Alan Mauldin, directeur de la recherche chez la société de recherche télécom TeleGeography, a déclaré : « Ce n’est pas comme si on pouvait simplement passer au satellite. Ce n’est pas une alternative. » Il a noté que les satellites dépendent de connexions à des réseaux terrestres et sont mieux adaptés pour déplacer des objets, comme les navires et les avions.
Kotkin, quant à lui, a déclaré que des réseaux comme Starlink sont une « solution de boutique, qui n’est pas évolutive pour des millions d’utilisateurs, à l’heure actuelle. »
Où en est la guerre entre les États-Unis et l’Iran ?
La guerre entre les États-Unis, Israël et l’Iran, qui a commencé le 28 février 2026, est toujours en cours, avec des pourparlers de paix au point mort entre Téhéran et Washington.

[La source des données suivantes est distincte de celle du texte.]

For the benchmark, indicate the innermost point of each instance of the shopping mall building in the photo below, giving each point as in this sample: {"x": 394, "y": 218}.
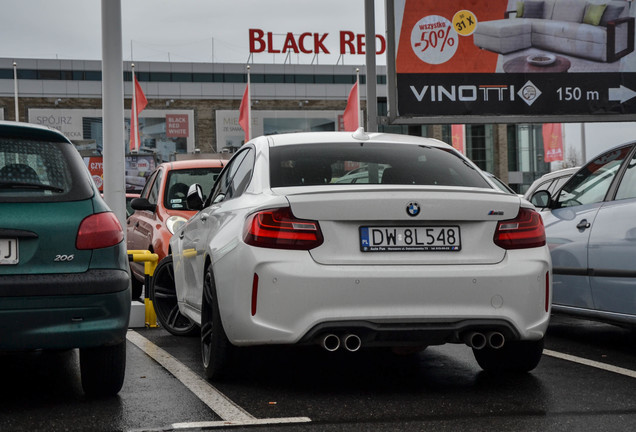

Les deux parties refusent de s’entendre sur le programme nucléaire de la République islamique.
Bien que l’Iran et les États-Unis aient convenu d’une trêve le 8 avril, le cessez-le-feu reste fragile à la date actuelle. Aucun accord n’a été finalisé, Téhéran rejetant successivement les demandes et propositions de Washington.
Le président américain Donald Trump a mis en garde dimanche l’Iran contre un « compte à rebours », demandant à la République islamique d’accélérer le processus. Il a déclaré que le temps pressait dans cette situation, ajoutant que rien ne resterait de l’Iran s’il ne progressait pas plus vite.
Le fait de ne pas obtenir d’accord pour mettre fin à la guerre aurait poussé l’administration Trump à ramener les options militaires sur la table, le président américain étant apparemment prévu pour tenir une réunion avec les hauts responsables de la sécurité nationale dans la salle de situation mardi.
✉️ Abonnez-vous pour ne rien manquer de l’actualité géopolitique.
En savoir plus sur L'Informateur
Subscribe to get the latest posts sent to your email.


2 week_ago
22



























.jpg)






French (CA)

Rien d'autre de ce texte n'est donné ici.